Reversibility of trastuzumab induced cardiotoxicity in breast cancer patients: A prospective observational study

Introduction Trastuzumab has led to a significant improvement in the treatment of both advanced and early breast cancer that over-expresses HER2 receptors. However, it is associated with an important cardiotoxicity that requires a systematic monitoring of left ventricular ejection fraction (LVEF) before and during the treatment. We present our experience with patients who developed trastuzumab-related cardiotoxicity. Purpose To evaluate the incidence and the reversibility of trastuzumab induced cardiotoxicity (TIC) in our cardio-oncology unit.

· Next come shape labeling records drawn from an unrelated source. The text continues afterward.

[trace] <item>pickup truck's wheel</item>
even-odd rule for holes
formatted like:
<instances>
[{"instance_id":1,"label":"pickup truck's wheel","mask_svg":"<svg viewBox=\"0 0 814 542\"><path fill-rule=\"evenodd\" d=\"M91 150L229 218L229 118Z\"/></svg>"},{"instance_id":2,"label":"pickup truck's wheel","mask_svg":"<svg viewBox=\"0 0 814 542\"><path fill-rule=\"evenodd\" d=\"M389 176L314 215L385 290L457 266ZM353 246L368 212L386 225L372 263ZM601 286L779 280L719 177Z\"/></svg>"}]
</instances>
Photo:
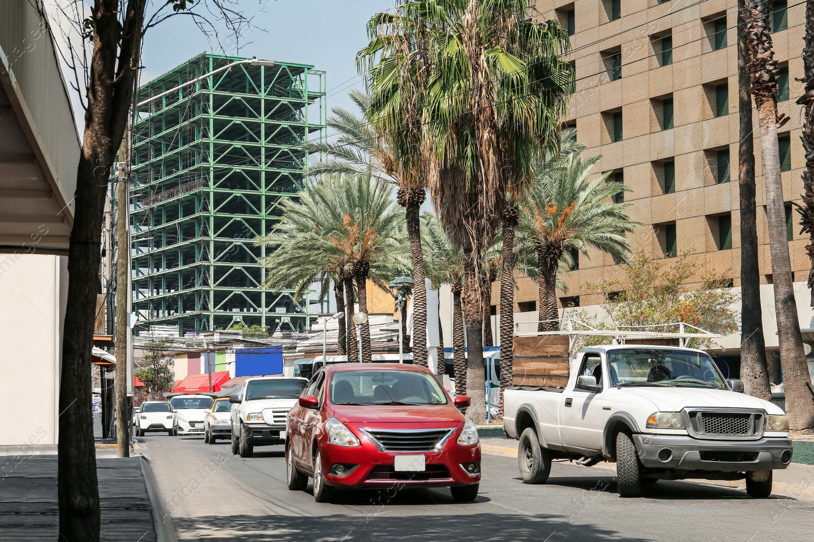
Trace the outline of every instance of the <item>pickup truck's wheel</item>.
<instances>
[{"instance_id":1,"label":"pickup truck's wheel","mask_svg":"<svg viewBox=\"0 0 814 542\"><path fill-rule=\"evenodd\" d=\"M478 489L479 488L479 483L472 483L468 486L453 486L449 488L449 491L452 492L453 498L456 501L475 501L478 496Z\"/></svg>"},{"instance_id":2,"label":"pickup truck's wheel","mask_svg":"<svg viewBox=\"0 0 814 542\"><path fill-rule=\"evenodd\" d=\"M246 434L246 426L240 426L240 442L238 445L238 451L241 457L251 457L254 453L254 446L249 444L248 435Z\"/></svg>"},{"instance_id":3,"label":"pickup truck's wheel","mask_svg":"<svg viewBox=\"0 0 814 542\"><path fill-rule=\"evenodd\" d=\"M308 476L297 470L291 447L286 448L286 479L291 491L302 491L308 486Z\"/></svg>"},{"instance_id":4,"label":"pickup truck's wheel","mask_svg":"<svg viewBox=\"0 0 814 542\"><path fill-rule=\"evenodd\" d=\"M746 493L755 499L765 499L772 494L772 471L750 470L746 473Z\"/></svg>"},{"instance_id":5,"label":"pickup truck's wheel","mask_svg":"<svg viewBox=\"0 0 814 542\"><path fill-rule=\"evenodd\" d=\"M537 433L532 427L526 427L520 435L517 448L517 460L520 476L525 483L545 483L551 474L551 453L540 447Z\"/></svg>"},{"instance_id":6,"label":"pickup truck's wheel","mask_svg":"<svg viewBox=\"0 0 814 542\"><path fill-rule=\"evenodd\" d=\"M325 472L322 470L322 456L317 451L313 458L313 499L317 502L330 502L334 496L334 488L325 483Z\"/></svg>"},{"instance_id":7,"label":"pickup truck's wheel","mask_svg":"<svg viewBox=\"0 0 814 542\"><path fill-rule=\"evenodd\" d=\"M633 439L628 433L616 436L616 485L619 496L641 495L639 457Z\"/></svg>"}]
</instances>

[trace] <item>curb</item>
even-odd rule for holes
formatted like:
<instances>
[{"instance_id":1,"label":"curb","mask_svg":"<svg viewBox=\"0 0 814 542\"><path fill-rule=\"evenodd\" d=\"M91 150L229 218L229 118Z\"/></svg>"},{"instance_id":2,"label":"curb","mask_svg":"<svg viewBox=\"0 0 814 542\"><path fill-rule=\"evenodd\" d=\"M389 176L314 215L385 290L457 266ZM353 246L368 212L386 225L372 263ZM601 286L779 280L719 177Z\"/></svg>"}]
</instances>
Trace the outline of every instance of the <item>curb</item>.
<instances>
[{"instance_id":1,"label":"curb","mask_svg":"<svg viewBox=\"0 0 814 542\"><path fill-rule=\"evenodd\" d=\"M158 488L158 482L150 466L150 460L142 455L138 456L138 462L142 466L142 475L144 476L144 484L147 488L147 496L150 497L150 511L153 517L153 527L155 529L157 542L177 542L173 526L173 518L167 511L161 492Z\"/></svg>"}]
</instances>

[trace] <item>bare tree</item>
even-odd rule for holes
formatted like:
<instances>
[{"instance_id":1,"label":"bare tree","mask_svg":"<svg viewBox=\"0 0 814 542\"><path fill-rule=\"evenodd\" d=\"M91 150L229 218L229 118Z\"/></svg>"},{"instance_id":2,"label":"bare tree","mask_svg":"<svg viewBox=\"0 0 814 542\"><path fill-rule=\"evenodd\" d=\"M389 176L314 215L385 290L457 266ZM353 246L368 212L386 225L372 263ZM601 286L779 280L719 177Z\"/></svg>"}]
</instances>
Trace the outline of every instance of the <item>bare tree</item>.
<instances>
[{"instance_id":1,"label":"bare tree","mask_svg":"<svg viewBox=\"0 0 814 542\"><path fill-rule=\"evenodd\" d=\"M43 23L40 0L31 0ZM72 86L85 108L82 148L77 171L76 215L68 249L68 302L63 330L59 385L59 538L68 542L99 540L100 513L90 404L96 288L99 280L104 203L113 161L127 124L145 32L170 17L190 15L217 39L216 24L239 34L246 19L231 0L65 0L58 5L63 44L56 44L72 73ZM150 13L147 12L148 7ZM77 41L75 37L80 37Z\"/></svg>"},{"instance_id":2,"label":"bare tree","mask_svg":"<svg viewBox=\"0 0 814 542\"><path fill-rule=\"evenodd\" d=\"M814 430L814 396L797 319L777 146L777 128L788 121L788 117L777 115L775 93L779 68L768 29L768 0L747 0L746 11L749 80L760 128L760 156L786 408L791 429L810 431Z\"/></svg>"}]
</instances>

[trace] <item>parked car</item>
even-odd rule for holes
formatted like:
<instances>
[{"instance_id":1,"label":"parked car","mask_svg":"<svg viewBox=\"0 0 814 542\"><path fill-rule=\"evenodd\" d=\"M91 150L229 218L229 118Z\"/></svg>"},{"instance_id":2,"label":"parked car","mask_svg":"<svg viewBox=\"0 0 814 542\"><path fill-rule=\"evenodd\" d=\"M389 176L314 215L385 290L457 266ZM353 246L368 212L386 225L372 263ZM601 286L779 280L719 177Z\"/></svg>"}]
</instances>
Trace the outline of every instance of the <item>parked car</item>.
<instances>
[{"instance_id":1,"label":"parked car","mask_svg":"<svg viewBox=\"0 0 814 542\"><path fill-rule=\"evenodd\" d=\"M203 435L204 417L212 408L212 397L207 395L177 395L170 400L177 416L178 435Z\"/></svg>"},{"instance_id":2,"label":"parked car","mask_svg":"<svg viewBox=\"0 0 814 542\"><path fill-rule=\"evenodd\" d=\"M287 376L246 380L240 393L229 397L234 404L230 414L232 453L251 457L255 446L284 444L288 411L307 383L307 379Z\"/></svg>"},{"instance_id":3,"label":"parked car","mask_svg":"<svg viewBox=\"0 0 814 542\"><path fill-rule=\"evenodd\" d=\"M232 425L229 420L231 407L229 397L215 400L204 418L204 442L213 444L217 439L231 438Z\"/></svg>"},{"instance_id":4,"label":"parked car","mask_svg":"<svg viewBox=\"0 0 814 542\"><path fill-rule=\"evenodd\" d=\"M527 483L545 483L553 459L609 461L622 496L659 479L702 478L746 479L750 496L766 497L772 470L791 461L783 410L744 395L702 350L609 345L576 361L564 388L505 392L503 427L520 441Z\"/></svg>"},{"instance_id":5,"label":"parked car","mask_svg":"<svg viewBox=\"0 0 814 542\"><path fill-rule=\"evenodd\" d=\"M289 414L288 488L313 478L317 502L336 487L449 487L472 501L480 482L475 425L427 369L347 363L317 371Z\"/></svg>"},{"instance_id":6,"label":"parked car","mask_svg":"<svg viewBox=\"0 0 814 542\"><path fill-rule=\"evenodd\" d=\"M172 405L166 401L147 401L142 403L134 417L136 436L164 431L170 436L176 434L175 412Z\"/></svg>"}]
</instances>

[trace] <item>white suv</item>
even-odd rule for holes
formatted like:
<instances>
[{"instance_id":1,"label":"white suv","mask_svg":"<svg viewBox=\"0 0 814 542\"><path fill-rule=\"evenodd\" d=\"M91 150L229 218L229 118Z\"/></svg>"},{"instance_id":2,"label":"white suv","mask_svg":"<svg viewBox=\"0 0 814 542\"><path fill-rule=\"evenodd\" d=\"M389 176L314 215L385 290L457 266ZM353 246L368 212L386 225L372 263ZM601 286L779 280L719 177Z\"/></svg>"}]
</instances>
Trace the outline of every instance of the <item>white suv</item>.
<instances>
[{"instance_id":1,"label":"white suv","mask_svg":"<svg viewBox=\"0 0 814 542\"><path fill-rule=\"evenodd\" d=\"M166 401L142 403L134 418L136 436L144 436L144 433L151 431L165 431L170 436L175 434L175 412Z\"/></svg>"}]
</instances>

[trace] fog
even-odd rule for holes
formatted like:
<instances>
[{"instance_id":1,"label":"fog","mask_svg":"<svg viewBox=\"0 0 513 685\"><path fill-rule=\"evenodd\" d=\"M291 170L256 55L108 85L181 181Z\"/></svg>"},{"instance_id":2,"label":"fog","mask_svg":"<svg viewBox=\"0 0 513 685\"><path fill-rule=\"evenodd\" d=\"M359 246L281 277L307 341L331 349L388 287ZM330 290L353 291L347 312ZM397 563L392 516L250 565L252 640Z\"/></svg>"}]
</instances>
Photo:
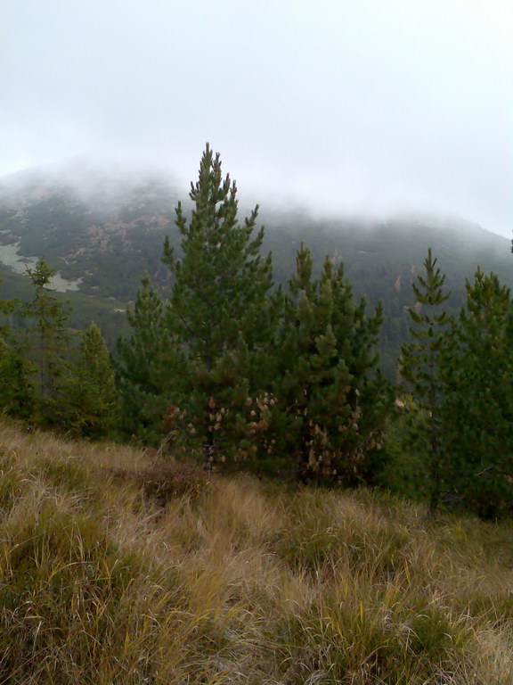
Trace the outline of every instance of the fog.
<instances>
[{"instance_id":1,"label":"fog","mask_svg":"<svg viewBox=\"0 0 513 685\"><path fill-rule=\"evenodd\" d=\"M248 202L511 234L509 0L23 0L0 31L1 175L186 190L209 141Z\"/></svg>"}]
</instances>

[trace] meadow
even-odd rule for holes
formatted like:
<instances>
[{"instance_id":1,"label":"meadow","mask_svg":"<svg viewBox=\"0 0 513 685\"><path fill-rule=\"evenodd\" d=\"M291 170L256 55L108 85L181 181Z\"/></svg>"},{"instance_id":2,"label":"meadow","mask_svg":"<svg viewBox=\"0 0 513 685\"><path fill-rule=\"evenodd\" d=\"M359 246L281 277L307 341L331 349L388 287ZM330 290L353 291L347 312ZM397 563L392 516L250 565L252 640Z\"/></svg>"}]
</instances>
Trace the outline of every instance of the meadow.
<instances>
[{"instance_id":1,"label":"meadow","mask_svg":"<svg viewBox=\"0 0 513 685\"><path fill-rule=\"evenodd\" d=\"M0 424L0 683L510 685L513 524Z\"/></svg>"}]
</instances>

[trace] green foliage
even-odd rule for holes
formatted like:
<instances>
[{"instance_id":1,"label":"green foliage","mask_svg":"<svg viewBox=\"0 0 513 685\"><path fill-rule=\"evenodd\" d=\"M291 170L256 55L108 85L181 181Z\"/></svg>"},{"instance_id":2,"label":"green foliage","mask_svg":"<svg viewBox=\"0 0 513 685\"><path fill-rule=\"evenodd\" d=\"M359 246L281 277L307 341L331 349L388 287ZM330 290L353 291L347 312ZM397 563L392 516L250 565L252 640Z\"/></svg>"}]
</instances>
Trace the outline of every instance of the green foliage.
<instances>
[{"instance_id":1,"label":"green foliage","mask_svg":"<svg viewBox=\"0 0 513 685\"><path fill-rule=\"evenodd\" d=\"M443 403L441 364L445 351L444 334L451 318L441 306L449 299L444 291L445 276L436 268L431 249L424 261L426 276L418 276L413 284L417 299L410 309L412 325L410 333L413 342L403 345L401 373L412 388L415 403L410 409L410 438L414 450L426 454L430 474L430 511L438 506L441 495L441 459L444 435L440 422Z\"/></svg>"},{"instance_id":2,"label":"green foliage","mask_svg":"<svg viewBox=\"0 0 513 685\"><path fill-rule=\"evenodd\" d=\"M87 437L106 435L118 417L114 368L100 329L93 323L79 347L77 362L64 383L64 423Z\"/></svg>"},{"instance_id":3,"label":"green foliage","mask_svg":"<svg viewBox=\"0 0 513 685\"><path fill-rule=\"evenodd\" d=\"M30 370L23 357L0 340L0 412L29 419L34 410Z\"/></svg>"},{"instance_id":4,"label":"green foliage","mask_svg":"<svg viewBox=\"0 0 513 685\"><path fill-rule=\"evenodd\" d=\"M343 265L330 258L313 279L305 246L289 288L273 388L286 417L285 449L303 477L368 480L391 404L378 371L381 308L367 317L364 299L354 301Z\"/></svg>"},{"instance_id":5,"label":"green foliage","mask_svg":"<svg viewBox=\"0 0 513 685\"><path fill-rule=\"evenodd\" d=\"M188 444L209 461L240 457L248 433L247 401L265 386L265 357L280 310L271 295L271 255L260 254L264 229L254 235L258 208L240 224L237 187L223 177L219 154L203 153L191 186L191 218L176 209L181 259L168 240L164 261L174 276L167 308L170 338L181 354L174 405L188 425Z\"/></svg>"},{"instance_id":6,"label":"green foliage","mask_svg":"<svg viewBox=\"0 0 513 685\"><path fill-rule=\"evenodd\" d=\"M20 307L20 314L29 321L24 330L22 344L36 367L38 419L52 421L68 367L71 333L66 323L69 308L49 288L55 271L45 260L40 260L27 272L32 284L33 297L31 301Z\"/></svg>"},{"instance_id":7,"label":"green foliage","mask_svg":"<svg viewBox=\"0 0 513 685\"><path fill-rule=\"evenodd\" d=\"M451 331L444 368L446 477L464 505L484 516L513 501L513 304L509 289L480 269Z\"/></svg>"},{"instance_id":8,"label":"green foliage","mask_svg":"<svg viewBox=\"0 0 513 685\"><path fill-rule=\"evenodd\" d=\"M134 309L126 312L130 338L118 341L116 367L121 395L120 427L126 435L159 442L169 393L182 364L168 333L164 304L148 276L142 279Z\"/></svg>"}]
</instances>

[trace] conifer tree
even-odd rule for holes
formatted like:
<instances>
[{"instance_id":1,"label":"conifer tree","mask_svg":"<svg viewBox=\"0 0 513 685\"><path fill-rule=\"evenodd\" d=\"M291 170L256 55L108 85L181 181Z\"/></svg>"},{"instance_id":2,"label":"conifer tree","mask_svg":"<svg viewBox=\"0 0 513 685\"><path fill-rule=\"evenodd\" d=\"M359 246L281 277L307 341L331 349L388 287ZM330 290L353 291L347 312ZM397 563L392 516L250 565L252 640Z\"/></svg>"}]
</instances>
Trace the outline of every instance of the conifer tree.
<instances>
[{"instance_id":1,"label":"conifer tree","mask_svg":"<svg viewBox=\"0 0 513 685\"><path fill-rule=\"evenodd\" d=\"M164 303L145 276L134 309L127 312L132 335L118 341L121 430L143 441L159 442L171 391L181 384L183 365L167 331Z\"/></svg>"},{"instance_id":2,"label":"conifer tree","mask_svg":"<svg viewBox=\"0 0 513 685\"><path fill-rule=\"evenodd\" d=\"M478 269L451 330L444 367L447 478L484 516L513 508L513 304L493 273Z\"/></svg>"},{"instance_id":3,"label":"conifer tree","mask_svg":"<svg viewBox=\"0 0 513 685\"><path fill-rule=\"evenodd\" d=\"M208 459L236 457L246 402L265 389L264 359L280 309L271 296L271 255L260 254L264 229L254 235L258 207L242 224L237 187L223 177L208 144L191 184L189 218L179 204L181 257L167 240L164 260L174 276L167 307L169 334L183 353L176 403Z\"/></svg>"},{"instance_id":4,"label":"conifer tree","mask_svg":"<svg viewBox=\"0 0 513 685\"><path fill-rule=\"evenodd\" d=\"M114 368L98 326L84 333L78 359L65 383L65 424L85 437L106 435L118 417Z\"/></svg>"},{"instance_id":5,"label":"conifer tree","mask_svg":"<svg viewBox=\"0 0 513 685\"><path fill-rule=\"evenodd\" d=\"M7 321L14 309L13 301L0 299L0 317L4 318L0 320L0 411L16 418L28 419L34 409L34 391L28 364L16 349Z\"/></svg>"},{"instance_id":6,"label":"conifer tree","mask_svg":"<svg viewBox=\"0 0 513 685\"><path fill-rule=\"evenodd\" d=\"M451 318L442 305L451 293L444 291L445 275L436 267L431 248L424 260L425 276L413 284L417 303L410 309L413 342L401 350L401 374L411 384L417 410L411 421L411 442L427 454L430 476L432 513L441 495L443 430L440 414L443 404L441 365Z\"/></svg>"},{"instance_id":7,"label":"conifer tree","mask_svg":"<svg viewBox=\"0 0 513 685\"><path fill-rule=\"evenodd\" d=\"M36 365L35 386L39 418L53 420L59 404L60 384L69 365L71 333L66 324L69 302L61 301L49 287L55 271L42 259L27 269L34 296L20 314L32 320L26 329L25 347Z\"/></svg>"},{"instance_id":8,"label":"conifer tree","mask_svg":"<svg viewBox=\"0 0 513 685\"><path fill-rule=\"evenodd\" d=\"M287 417L289 444L283 447L294 454L302 477L362 482L391 403L378 371L381 308L367 317L364 299L354 301L343 265L335 267L329 257L313 279L304 245L289 289L275 384Z\"/></svg>"}]
</instances>

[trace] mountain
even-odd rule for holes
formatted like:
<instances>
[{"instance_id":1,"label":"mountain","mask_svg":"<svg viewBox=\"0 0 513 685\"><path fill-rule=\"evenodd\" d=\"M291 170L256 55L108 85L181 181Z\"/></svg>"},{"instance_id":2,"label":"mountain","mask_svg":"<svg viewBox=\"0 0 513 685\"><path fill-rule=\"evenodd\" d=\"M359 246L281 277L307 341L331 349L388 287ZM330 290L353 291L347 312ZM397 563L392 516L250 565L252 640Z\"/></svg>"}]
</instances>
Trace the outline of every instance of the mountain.
<instances>
[{"instance_id":1,"label":"mountain","mask_svg":"<svg viewBox=\"0 0 513 685\"><path fill-rule=\"evenodd\" d=\"M94 318L112 343L126 330L124 311L142 274L150 274L164 293L170 285L160 257L166 235L179 251L174 223L178 200L187 208L187 191L156 173L78 167L66 173L33 169L3 179L3 295L27 296L26 265L45 257L59 272L54 286L73 302L75 324ZM265 198L262 201L265 205ZM273 252L279 282L291 274L296 251L305 242L317 268L327 253L342 260L355 293L365 294L371 306L383 301L381 353L390 376L407 334L406 308L414 304L411 283L428 247L447 274L452 309L460 305L465 279L477 266L513 285L509 241L462 219L322 219L297 210L264 210L260 218L266 228L265 249Z\"/></svg>"}]
</instances>

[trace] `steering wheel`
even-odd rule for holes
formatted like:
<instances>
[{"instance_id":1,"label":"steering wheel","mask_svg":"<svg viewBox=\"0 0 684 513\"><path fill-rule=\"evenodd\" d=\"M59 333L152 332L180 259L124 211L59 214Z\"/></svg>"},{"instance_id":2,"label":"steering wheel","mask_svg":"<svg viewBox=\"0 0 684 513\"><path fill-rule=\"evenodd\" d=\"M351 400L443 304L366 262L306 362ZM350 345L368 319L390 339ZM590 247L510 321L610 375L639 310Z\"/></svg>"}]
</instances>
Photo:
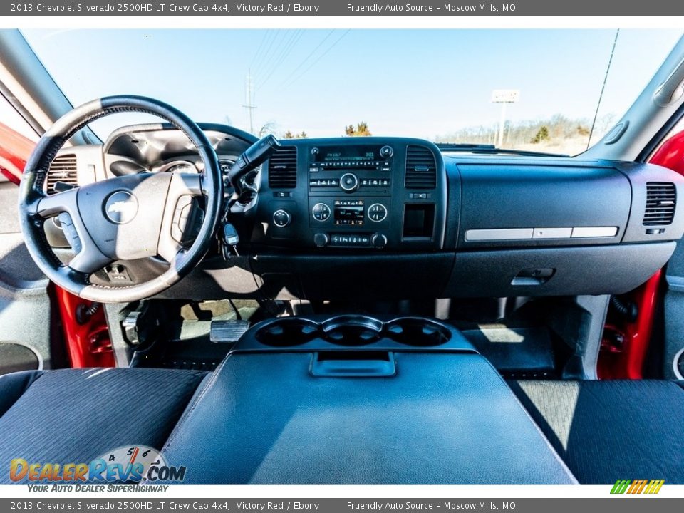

Methods We conducted a prospective observational study from January 2017 to november 2018 in the cardio-oncology unit of Casablanca, Morocco. Results In total, 973 patients were included. The average LVEF before initiation of trastuzumab was 59.9 ± 11.2% and 51.9 ± 6.6% at the end of treatment. A decreased LVEF was detected in 38 patients (3.9%), symptomatic in 20 cases, asymptomatic in 18 patients. TIC occured for a mean cumulative dose > 40 mg/m2. During the follow-up, 32 patients (84.2%) had a retrieval of their LVEF after a mean period of 6.4 months after trastuzumab termination. 6 cases of TIC were irreversible despite an optimal cardioprotective therapy. Conclusion Patients who develop TIC generally improve their LVEF on removal of the agent and after initiation of cardioprotective therapy. The clinical outcome is more favorable than anthracycline cardiotoxicity. This reversibility is usually observed in early identified patients, showing the importance of a systematic monitoring of LV function before, during and after the treatment.